CI/CD automates the boring, error-prone parts of getting code from a developer’s laptop to production. When a developer pushes code, CI (Continuous Integration) automatically runs tests and checks to make sure nothing is broken. If everything passes, CD (Continuous Delivery/Deployment) automatically deploys the changes to production. Without CI/CD, deployments are manual, stressful, and happen infrequently. With CI/CD, teams can ship multiple times a day with confidence.

Technical Definition

Continuous Integration (CI): the practice of frequently merging code changes into a shared repository, where automated builds and tests validate each change. The goal is to detect integration issues early.
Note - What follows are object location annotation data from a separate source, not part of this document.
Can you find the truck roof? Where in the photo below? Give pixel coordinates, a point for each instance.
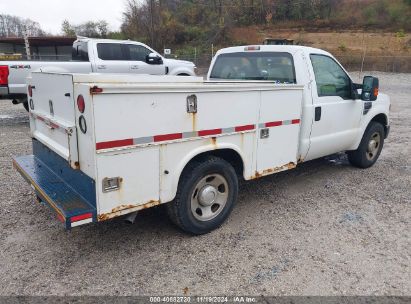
(271, 48)
(85, 39)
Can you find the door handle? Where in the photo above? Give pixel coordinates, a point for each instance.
(317, 113)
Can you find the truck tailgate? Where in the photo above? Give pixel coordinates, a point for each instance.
(52, 114)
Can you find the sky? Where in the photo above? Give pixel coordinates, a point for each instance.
(51, 13)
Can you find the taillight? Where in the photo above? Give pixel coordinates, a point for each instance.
(81, 104)
(4, 75)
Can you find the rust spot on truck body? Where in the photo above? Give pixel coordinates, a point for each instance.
(269, 171)
(125, 209)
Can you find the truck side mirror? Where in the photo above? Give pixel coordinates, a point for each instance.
(370, 86)
(153, 58)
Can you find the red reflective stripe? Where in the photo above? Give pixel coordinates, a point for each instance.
(165, 137)
(53, 125)
(210, 132)
(80, 217)
(244, 128)
(114, 144)
(61, 218)
(273, 124)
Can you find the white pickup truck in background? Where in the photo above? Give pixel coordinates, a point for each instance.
(92, 56)
(108, 145)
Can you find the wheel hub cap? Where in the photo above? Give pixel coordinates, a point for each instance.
(207, 195)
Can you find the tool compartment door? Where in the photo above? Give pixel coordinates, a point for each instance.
(52, 114)
(279, 128)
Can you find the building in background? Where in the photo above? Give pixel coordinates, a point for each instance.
(41, 48)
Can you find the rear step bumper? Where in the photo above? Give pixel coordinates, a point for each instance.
(71, 208)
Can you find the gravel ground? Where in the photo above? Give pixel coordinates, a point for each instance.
(324, 228)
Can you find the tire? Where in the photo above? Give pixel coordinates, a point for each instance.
(26, 106)
(370, 147)
(205, 197)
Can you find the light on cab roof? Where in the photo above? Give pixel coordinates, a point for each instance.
(252, 48)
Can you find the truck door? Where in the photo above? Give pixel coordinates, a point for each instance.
(337, 114)
(138, 64)
(111, 58)
(280, 115)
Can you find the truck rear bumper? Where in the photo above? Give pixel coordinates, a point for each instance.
(52, 187)
(4, 91)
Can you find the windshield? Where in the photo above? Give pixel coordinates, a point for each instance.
(274, 66)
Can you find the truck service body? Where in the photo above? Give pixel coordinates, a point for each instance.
(92, 56)
(106, 145)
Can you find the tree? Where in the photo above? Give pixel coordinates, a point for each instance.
(67, 29)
Continuous Delivery (CD): extends CI by automatically preparing code for release to production. Every change that passes CI is deployable, but a human triggers the actual deployment.
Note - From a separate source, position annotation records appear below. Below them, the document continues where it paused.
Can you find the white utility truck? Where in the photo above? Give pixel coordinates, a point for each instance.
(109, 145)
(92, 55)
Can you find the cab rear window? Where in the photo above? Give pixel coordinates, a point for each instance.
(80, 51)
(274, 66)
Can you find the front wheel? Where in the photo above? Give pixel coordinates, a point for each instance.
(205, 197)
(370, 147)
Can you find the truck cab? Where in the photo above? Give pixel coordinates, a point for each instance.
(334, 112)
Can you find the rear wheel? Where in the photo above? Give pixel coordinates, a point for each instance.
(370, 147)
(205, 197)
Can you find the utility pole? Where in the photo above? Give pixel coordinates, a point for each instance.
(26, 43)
Continuous Deployment: extends Continuous Delivery by automatically deploying every change that passes the pipeline to production. No human intervention required.
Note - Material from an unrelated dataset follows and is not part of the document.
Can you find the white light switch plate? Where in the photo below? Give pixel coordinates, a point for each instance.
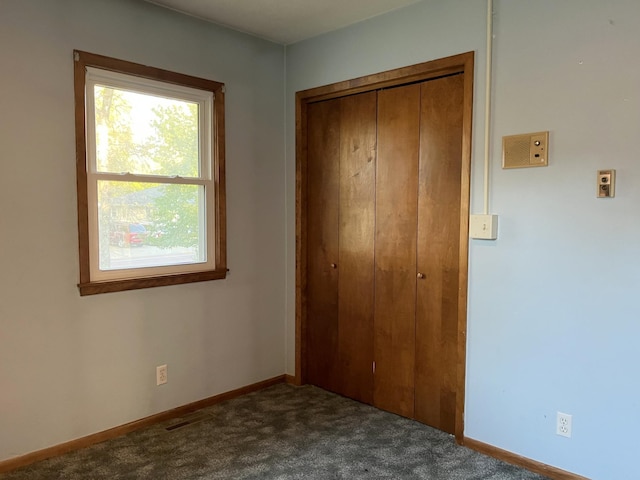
(483, 227)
Typical CI/CD pipeline stages:

  1. Source: triggered by git push, pull request, or merge
  2. Build: compile code, install dependencies, build artifacts (Docker images, binaries)
  3. Test: unit tests, integration tests, end-to-end tests, security scans (SAST, dependency audit)
  4. Quality gates: code coverage thresholds, linting, type checking
  5. Staging: deploy to a pre-production environment for smoke tests
  6. Production: deploy to production (blue-green, canary, or rolling update)
  7. Post-deploy: health checks, smoke tests, monitoring, automatic rollback on failure

Common platforms: GitHub Actions, GitLab CI/CD, Jenkins, CircleCI, Buildkite, Drone, ArgoCD (GitOps).

Key practices:

  • Fast feedback (< 10 minutes for CI)
  • Trunk-based development (short-lived branches)
  • Infrastructure as Code (reproducible environments)
  • Immutable artifacts (build once, deploy the same artifact everywhere)
  • Deployment strategies (blue-green, canary) for zero-downtime releases

GitHub Actions CI/CD pipeline

# .github/workflows/ci-cd.yml
name: CI/CD Pipeline
on:
  push:
    branches: [main]
  pull_request:
    branches: [main]

jobs:
  test:
    runs-on: ubuntu-latest
    steps:
      - uses: actions/checkout@v4
      - uses: actions/setup-node@v4
        with:
          node-version: 20
          cache: npm
      - run: npm ci
      - run: npm run lint
      - run: npm run type-check
      - run: npm test -- --coverage
      - run: npm run build

  deploy:
    needs: test
    if: github.ref == 'refs/heads/main'
    runs-on: ubuntu-latest
    steps:
      - uses: actions/checkout@v4
      - run: npm ci && npm run build
      - name: Deploy to production
        run: |
          rsync -avz --delete dist/ deploy@server:/var/www/app/
        env:
          SSH_KEY: ${{ secrets.DEPLOY_KEY }}
In the Wild

CI/CD is non-negotiable for professional software teams. GitHub Actions is the most popular CI/CD platform for open-source and startup projects. Enterprise teams often use GitLab CI/CD, Jenkins, or cloud-native options (AWS CodePipeline, Azure DevOps). A well-built pipeline catches bugs before they reach production: linting catches style issues, type checking catches type errors, unit tests catch logic errors, integration tests catch system-level failures, and security scans (npm audit, Snyk, Semgrep) catch vulnerabilities. The BytesNation site itself deploys via Render, which builds and publishes on every push to main: that is a simple CD pipeline. GitOps tools like ArgoCD extend CD to Kubernetes by syncing cluster state with a Git repository, making the repo the single source of truth.